4.1. Linear Program¶

A linear program is the simplest convex template: the objective is linear, and every constraint is affine.

The standard form is

\[\begin{split}\begin{array}{ll} \min\limits_x & c^\top x \\ \text{s.t.} & A x \le b, \\ & x \ge 0. \end{array}\end{split}\]

Here \(x \in \mathbb{R}^n\) is the decision vector, \(c \in \mathbb{R}^n\) contains the linear costs, \(A \in \mathbb{R}^{m \times n}\) and \(b \in \mathbb{R}^m\) define the inequality system, and \(x \ge 0\) keeps every component of the decision vector nonnegative.

This form is the basic model for allocation and planning problems. The objective chooses a direction in which we want to move, and the inequalities carve out the feasible polyhedron in which the solution must live.

Step 1: Generate data from a feasible construction

We build this random instance from a point that is already feasible. First we draw a nonnegative vector \(x_0\). Then we set \(b = A x_0 + s_0\) with \(s_0 \ge 0\), so \(x_0\) automatically satisfies \(A x \le b\). This is a simple way to create synthetic data without accidentally generating an inconsistent constraint system.

import numpy as np
import admm

np.random.seed(1)

m = 15
n = 10
s0 = np.random.randn(m)
lamb0 = np.maximum(-s0, 0)
s0 = np.maximum(s0, 0)
x0 = np.maximum(np.random.randn(n), 0)
A = np.random.randn(m, n)
b = A @ x0 + s0
c = -A.T @ lamb0

The vector \(\lambda_0 \ge 0\) is only used to define the cost vector \(c = -A^\top \lambda_0\) for this example.

Step 2: Create the model and variable

Now we create a model and one length-\(n\) decision variable.

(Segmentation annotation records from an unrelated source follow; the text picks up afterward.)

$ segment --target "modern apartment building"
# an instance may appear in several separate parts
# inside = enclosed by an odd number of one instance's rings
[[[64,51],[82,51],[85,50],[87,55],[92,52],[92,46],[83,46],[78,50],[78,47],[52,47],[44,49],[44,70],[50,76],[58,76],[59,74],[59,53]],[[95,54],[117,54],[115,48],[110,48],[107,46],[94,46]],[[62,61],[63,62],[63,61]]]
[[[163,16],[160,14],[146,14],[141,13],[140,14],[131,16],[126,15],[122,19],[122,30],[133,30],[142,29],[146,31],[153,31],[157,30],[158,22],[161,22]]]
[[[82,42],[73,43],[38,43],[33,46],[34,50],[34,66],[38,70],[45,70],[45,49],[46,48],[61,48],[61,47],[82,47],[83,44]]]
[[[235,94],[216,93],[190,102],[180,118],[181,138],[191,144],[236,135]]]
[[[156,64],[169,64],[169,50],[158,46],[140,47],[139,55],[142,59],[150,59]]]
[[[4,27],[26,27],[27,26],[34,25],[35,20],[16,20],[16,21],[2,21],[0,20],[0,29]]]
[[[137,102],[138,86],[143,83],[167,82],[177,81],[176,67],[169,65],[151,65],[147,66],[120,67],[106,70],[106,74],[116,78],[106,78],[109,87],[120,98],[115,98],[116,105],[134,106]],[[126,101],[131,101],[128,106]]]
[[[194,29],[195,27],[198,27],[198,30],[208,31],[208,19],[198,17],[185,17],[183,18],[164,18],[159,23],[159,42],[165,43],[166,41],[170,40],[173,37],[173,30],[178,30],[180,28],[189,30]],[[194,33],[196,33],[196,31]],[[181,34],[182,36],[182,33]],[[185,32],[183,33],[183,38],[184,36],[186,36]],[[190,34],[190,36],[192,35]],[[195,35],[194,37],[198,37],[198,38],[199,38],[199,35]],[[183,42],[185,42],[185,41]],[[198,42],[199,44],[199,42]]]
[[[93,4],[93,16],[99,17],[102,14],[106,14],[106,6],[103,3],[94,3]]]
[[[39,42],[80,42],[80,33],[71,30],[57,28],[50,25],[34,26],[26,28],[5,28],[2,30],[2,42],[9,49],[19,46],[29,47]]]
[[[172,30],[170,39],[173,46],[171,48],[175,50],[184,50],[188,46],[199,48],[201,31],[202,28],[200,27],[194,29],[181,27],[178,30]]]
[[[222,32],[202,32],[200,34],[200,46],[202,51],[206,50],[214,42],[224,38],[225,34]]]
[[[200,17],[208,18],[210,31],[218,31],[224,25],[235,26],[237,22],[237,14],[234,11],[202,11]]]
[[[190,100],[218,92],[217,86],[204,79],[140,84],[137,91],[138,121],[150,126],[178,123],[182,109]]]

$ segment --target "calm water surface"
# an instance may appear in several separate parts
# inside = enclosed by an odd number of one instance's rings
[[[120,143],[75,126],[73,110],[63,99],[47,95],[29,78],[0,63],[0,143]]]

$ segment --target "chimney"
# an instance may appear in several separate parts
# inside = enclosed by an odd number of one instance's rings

In the symbolic API, admm.Var("x", n) means “create a vector variable named x with n entries.”

model = admm.Model()
x = admm.Var("x", n)

Step 3: Write the objective

The mathematical objective is \(c^\top x\). In code, that same linear form is written as c.T @ x.

model.setObjective(c.T @ x)

Step 4: Add the constraints

The inequality system \(A x \le b\) becomes one vectorized constraint, and the nonnegativity condition \(x \ge 0\) becomes a second constraint. These two lines mirror the two rows of the display-math model above.

model.addConstr(A @ x <= b)
model.addConstr(x >= 0)

Step 5: Solve and inspect the result

After model.optimize(), the solver fills in the objective value and the solver status string.

model.optimize()

print(" * model.ObjVal: ", model.ObjVal)        # Expected: -7.629241267164004
print(" * model.StatusString: ", model.StatusString)  # Expected: SOLVE_OPT_SUCCESS

Complete runnable example:

import numpy as np
import admm

np.random.seed(1)

m = 15
n = 10
s0 = np.random.randn(m)
lamb0 = np.maximum(-s0, 0)
s0 = np.maximum(s0, 0)
x0 = np.maximum(np.random.randn(n), 0)
A = np.random.randn(m, n)
b = A @ x0 + s0
c = -A.T @ lamb0

model = admm.Model()
x = admm.Var("x", n)
model.setObjective(c.T @ x)
model.addConstr(A @ x <= b)
model.addConstr(x >= 0)
model.optimize()

print(" * model.ObjVal: ", model.ObjVal)        # Expected: -7.629241267164004
print(" * model.StatusString: ", model.StatusString)  # Expected: SOLVE_OPT_SUCCESS

This example is available as a standalone script in the examples/ folder of the ADMM repository:

python examples/linear_program.py

The solution is a vertex of the polyhedron \(\{x \ge 0 : Ax \le b\}\) that minimizes \(c^\top x\). The ADMM formulation maps directly: one setObjective, one addConstr per constraint family.